We head into the basement of a huge building for a bite to eat.  Japanese food. 

I eat something.  I don't know the name of it but it is delicious.  It is a kind of bibimbap.  Kiki eats udon noodles in a soy sauce with a bunch of stuff ontop.  It is covered in whispy fish flakes.  The heat of the noodles make the flakes wiggle around.  They look like they are writhing. 

We talk.  I ask about a million questions.  Magazine work has prepared me for meeting new people.  Silences can't ever be awkward if I am constantly jabbering.

Both of them studied in Boston.  We talk a lot about Boston.  They know my university which is something that suprizes me.  In all my time in Korea and other places, nobody has ever heard of Suffolk University. 

Baseball is a universal language.  Both Joe and I went to St Elizabeth's hospital in Brighton.  All three of us like the Pour House.  Joe and I order beers. Well, I don't order anything.  In most situations here I am about as useful as a functioning baby. 

We order coffee.  In the foam of Kiki's drink a heart has been drawn. 

Outside snow swirls with the wind.  When I left it was sunny.  It briefly looks as though the world might end.  In an instant the snow is gone and the sun is out.

Gyeongbokgung Palace. 

I had seen this place once before.  A year earlier, almost to the day I found myself making a panicked dash to the US Embassy in order to replace a lost passport.  I see the crowd control vehicles and security at the walls of the embassy.  Security is tight everywhere in Seoul.  Obama arrives tomorrow for the Seoul Nuclear Safety meeting-thing. 

We watch for a moment as men with black beards march back and forth.  They wear traditional garb and carry spears.  A drum keeps time.  It is the changing of the guard. 
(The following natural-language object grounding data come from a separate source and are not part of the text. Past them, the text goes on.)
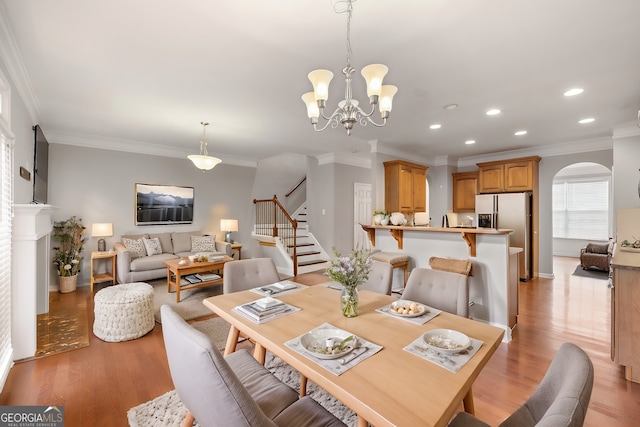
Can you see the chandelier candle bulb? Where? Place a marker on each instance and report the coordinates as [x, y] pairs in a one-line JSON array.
[[320, 80], [374, 74], [386, 101], [309, 99]]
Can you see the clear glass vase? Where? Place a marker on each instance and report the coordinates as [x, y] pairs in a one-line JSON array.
[[349, 301]]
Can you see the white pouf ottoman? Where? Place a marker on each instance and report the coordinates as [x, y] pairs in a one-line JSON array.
[[123, 312]]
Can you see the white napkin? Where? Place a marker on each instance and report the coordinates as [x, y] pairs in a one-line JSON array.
[[451, 362], [429, 314], [334, 365]]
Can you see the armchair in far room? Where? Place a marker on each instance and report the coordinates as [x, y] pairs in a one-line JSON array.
[[596, 255]]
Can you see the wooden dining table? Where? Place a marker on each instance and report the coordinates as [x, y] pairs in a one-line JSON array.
[[391, 388]]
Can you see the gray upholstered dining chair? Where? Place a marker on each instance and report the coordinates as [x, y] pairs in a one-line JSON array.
[[245, 274], [560, 400], [380, 278], [234, 391], [248, 273], [443, 290]]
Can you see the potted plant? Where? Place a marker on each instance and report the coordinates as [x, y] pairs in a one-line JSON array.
[[68, 254], [380, 216]]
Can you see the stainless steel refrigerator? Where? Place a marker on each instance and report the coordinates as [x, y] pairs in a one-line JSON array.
[[509, 210]]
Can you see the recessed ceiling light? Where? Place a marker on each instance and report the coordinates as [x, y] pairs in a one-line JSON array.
[[573, 92]]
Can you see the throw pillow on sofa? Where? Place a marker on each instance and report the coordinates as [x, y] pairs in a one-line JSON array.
[[203, 243], [152, 246], [135, 246]]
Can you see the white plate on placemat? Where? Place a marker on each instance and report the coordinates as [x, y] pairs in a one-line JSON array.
[[447, 340], [396, 307], [315, 342]]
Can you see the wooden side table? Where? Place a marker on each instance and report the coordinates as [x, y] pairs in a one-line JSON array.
[[237, 247], [103, 277]]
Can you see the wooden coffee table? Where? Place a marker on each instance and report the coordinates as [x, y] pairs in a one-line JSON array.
[[175, 273]]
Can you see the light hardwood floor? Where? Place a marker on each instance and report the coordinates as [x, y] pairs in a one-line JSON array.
[[99, 383]]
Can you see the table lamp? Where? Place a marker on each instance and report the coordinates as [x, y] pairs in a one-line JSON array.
[[228, 225], [104, 229]]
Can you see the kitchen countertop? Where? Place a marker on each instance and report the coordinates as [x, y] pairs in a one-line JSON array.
[[623, 259], [457, 229]]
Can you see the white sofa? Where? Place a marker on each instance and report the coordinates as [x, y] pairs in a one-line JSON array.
[[132, 265]]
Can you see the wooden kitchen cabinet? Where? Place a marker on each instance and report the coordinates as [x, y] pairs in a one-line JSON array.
[[625, 313], [465, 188], [405, 187], [514, 175]]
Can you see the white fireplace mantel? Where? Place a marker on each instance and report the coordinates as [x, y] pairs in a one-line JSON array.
[[31, 263]]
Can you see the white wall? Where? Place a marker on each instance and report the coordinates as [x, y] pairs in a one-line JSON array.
[[626, 173], [21, 126]]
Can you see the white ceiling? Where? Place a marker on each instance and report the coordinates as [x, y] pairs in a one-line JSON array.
[[142, 75]]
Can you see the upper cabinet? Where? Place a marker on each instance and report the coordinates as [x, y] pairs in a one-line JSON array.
[[465, 188], [405, 186], [514, 175]]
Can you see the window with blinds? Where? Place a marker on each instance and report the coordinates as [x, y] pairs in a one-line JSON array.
[[581, 208], [6, 202]]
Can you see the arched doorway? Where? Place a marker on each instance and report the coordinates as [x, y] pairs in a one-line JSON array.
[[581, 205]]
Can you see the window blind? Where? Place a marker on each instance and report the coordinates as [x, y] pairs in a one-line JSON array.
[[581, 209]]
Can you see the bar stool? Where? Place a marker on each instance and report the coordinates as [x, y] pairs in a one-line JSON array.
[[396, 259]]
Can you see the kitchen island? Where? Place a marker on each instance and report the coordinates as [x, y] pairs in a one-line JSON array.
[[493, 286]]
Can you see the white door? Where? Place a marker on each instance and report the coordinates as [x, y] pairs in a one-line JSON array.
[[362, 214]]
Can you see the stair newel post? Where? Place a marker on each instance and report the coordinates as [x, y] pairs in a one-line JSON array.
[[275, 216], [295, 247]]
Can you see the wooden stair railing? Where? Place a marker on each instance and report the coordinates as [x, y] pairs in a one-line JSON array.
[[272, 219]]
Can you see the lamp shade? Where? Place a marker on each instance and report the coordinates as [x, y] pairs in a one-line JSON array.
[[320, 80], [229, 224], [204, 162], [102, 229], [373, 75]]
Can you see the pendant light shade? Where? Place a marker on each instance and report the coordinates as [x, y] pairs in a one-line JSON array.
[[203, 161]]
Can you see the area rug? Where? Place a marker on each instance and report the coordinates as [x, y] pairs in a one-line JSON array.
[[190, 306], [591, 273], [168, 411]]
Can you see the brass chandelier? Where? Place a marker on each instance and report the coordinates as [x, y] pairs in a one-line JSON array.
[[349, 111]]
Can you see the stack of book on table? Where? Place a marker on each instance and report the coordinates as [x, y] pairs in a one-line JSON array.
[[197, 278], [261, 313]]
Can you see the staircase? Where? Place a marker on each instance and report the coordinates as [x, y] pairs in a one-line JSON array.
[[286, 238]]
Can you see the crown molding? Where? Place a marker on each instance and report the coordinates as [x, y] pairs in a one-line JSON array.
[[376, 147], [573, 147], [625, 130], [131, 146], [12, 60], [343, 158]]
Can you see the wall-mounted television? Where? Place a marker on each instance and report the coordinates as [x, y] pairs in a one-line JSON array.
[[163, 204], [40, 166]]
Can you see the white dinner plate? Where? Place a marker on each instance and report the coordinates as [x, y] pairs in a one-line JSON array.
[[314, 342], [422, 309], [447, 340]]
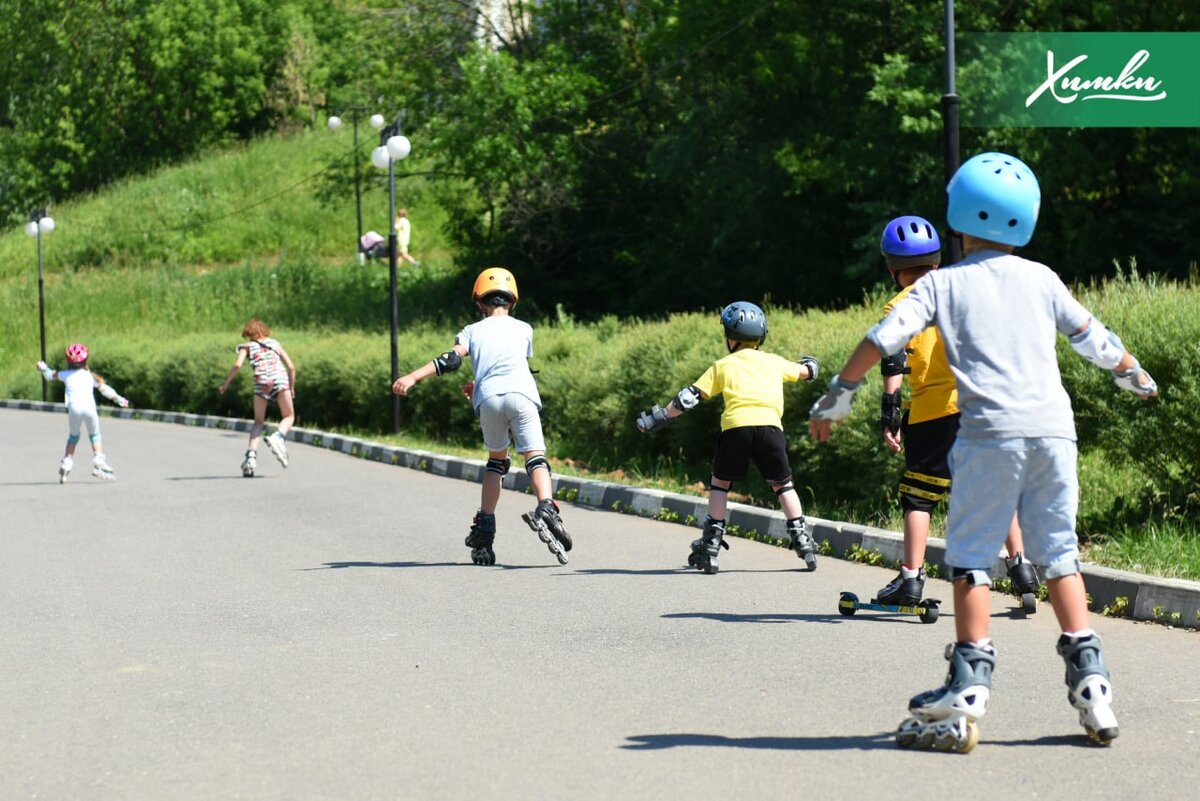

The palace was built in 1394.  Since then it has been burnt, destroyed by war, rebuilt, etc.  Walking along the paths it is possible to forget for a moment that we are in Seoul.  Kids play and there are throngs of people everywhere and the constant click of cameras, but it is other-worldly.  This place is older than the USA. 
We walk along side alleys until we are alone.  In the distance are mountains.  Snow reflects light on the tallest peak.  Joe points out a small hut on a ridge and tells me that he spent time there when he served his mandatory military service. 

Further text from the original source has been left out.